The Secretary of Administration is required to report by Jan. 15, 2012, on how to unify Vermont’s current efforts around health system planning, regulation and public health.
 
Payment Reform and Regulatory Processes
 
The Green Mountain Care Board is required to recommend by March 15, 2012, any necessary changes to regulatory processes to align them with the payment reform strategic plan.

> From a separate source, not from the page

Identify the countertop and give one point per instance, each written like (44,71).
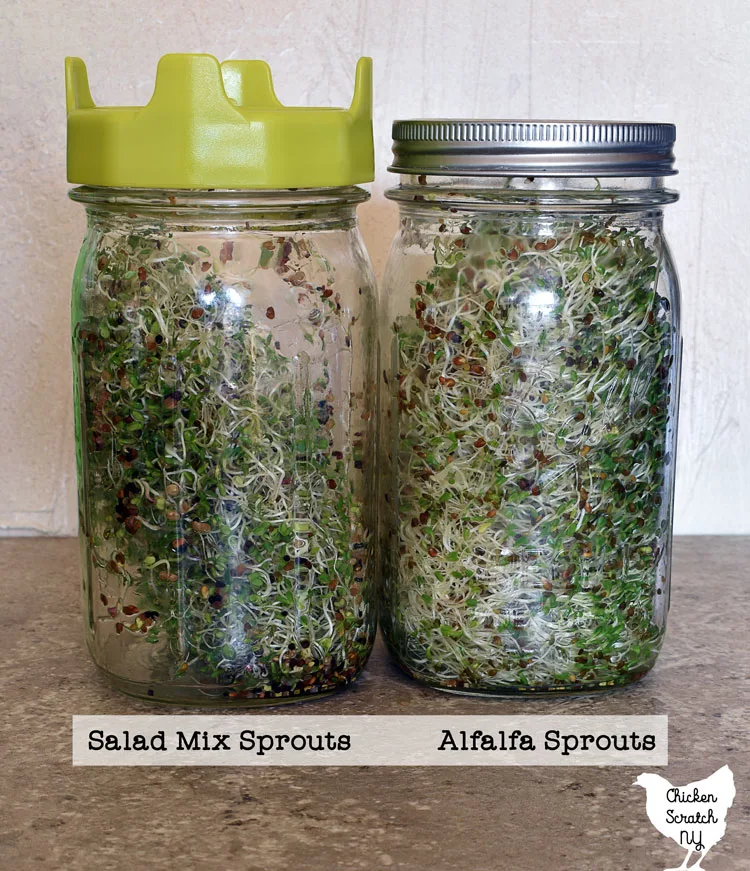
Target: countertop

By Jan. 15, 2012, the commissioner of BISHCA shall review the hospital budget review process and the certificate of need process and recommend modifications needed to enable the participation of the Green Mountain Care board.
 
Health Care Workforce Strategic Plan
 
The Director of Health Care Reform is required to oversee the development of a health care workforce development strategic plan to ensure that Vermonthas necessary health care workforce to provide care to all Vermonters and provide the plan by Jan. 15, 2013.
 
Workforce Issues
 
The Board of Nursing, Board of Medical Practice, and Office of Professional Regulation are required to review licensure issues and make joint recommendations by Jan. 15, 2012, on ways to improve the primary care workforce.
 
Prior Authorizations
 
The Green Mountain Care Board is required to consider paying health care providers for completing requests for prior authorization and exempting health care professionals from prior authorization requirements for specific services in Green Mountain Care.
 
Single Formulary Recommendations
 
The Commissioner of DVHA is required to report by Jan. 15, 2012, on the feasibility of using a single prescription drug formulary.